Lanzarote e il suo Jardín de Cactus, luogo scelto dal Premio Internazionale Carlo Scarpa per il Giardino 2017 della Fondazione Benetton Studi Ricerche, sono al centro di tre appuntamenti pubblici in programma a Treviso il 19 e sabato 20 maggio: l’inaugurazione della mostra sul luogo designato con concerto di musica tradizionale delle isole Canarie; il seminario di approfondimento sul giardino e sul suo contesto; la cerimonia del Premio.

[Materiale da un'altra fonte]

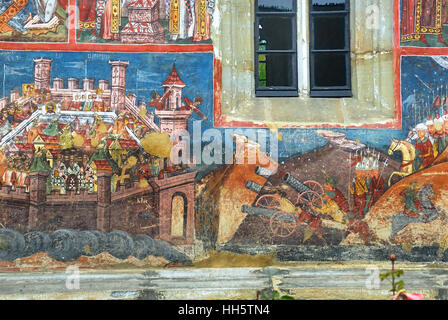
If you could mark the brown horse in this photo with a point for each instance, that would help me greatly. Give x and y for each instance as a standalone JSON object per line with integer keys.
{"x": 408, "y": 156}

Il piccolo Jardín de Cactus (foto) inaugurato il 17 marzo 1990 a Guatiza nel nord-est di Lanzarote, isola dell’arcipelago canario accanto al continente africano, è parte di una speciale costellazione di cave e crateri coltivati, testimonianza esemplare di un fertile equilibrio tra natura e cultura. Per questo il Comitato scientifico della Fondazione Benetton Studi Ricerche ha deciso di dedicargli la campagna di studio, di cura e di divulgazione della XXVIII edizione del Premio Carlo Scarpa, iniziativa culturale a cadenza annuale che accende lo sguardo su di un luogo particolarmente denso di valori di natura, di memoria e di invenzione. Questo luogo, l’antica cava di Guatiza trasformata in giardino, costituisce uno dei più significativi progetti dell’artista César Manrique (1919–1992) per Lanzarote, realizzato lavorando nel suolo dell’isola con le modalità proprie della sua storia e dei suoi abitanti: costruire terrazzamenti, stendere superfici di terra vulcanica, elevare strutture in pietra per la protezione dal vento, coltivare, in questo caso, una collezione di migliaia di cactus disposti con gusto teatrale per la gioia degli abitanti e degli ospiti.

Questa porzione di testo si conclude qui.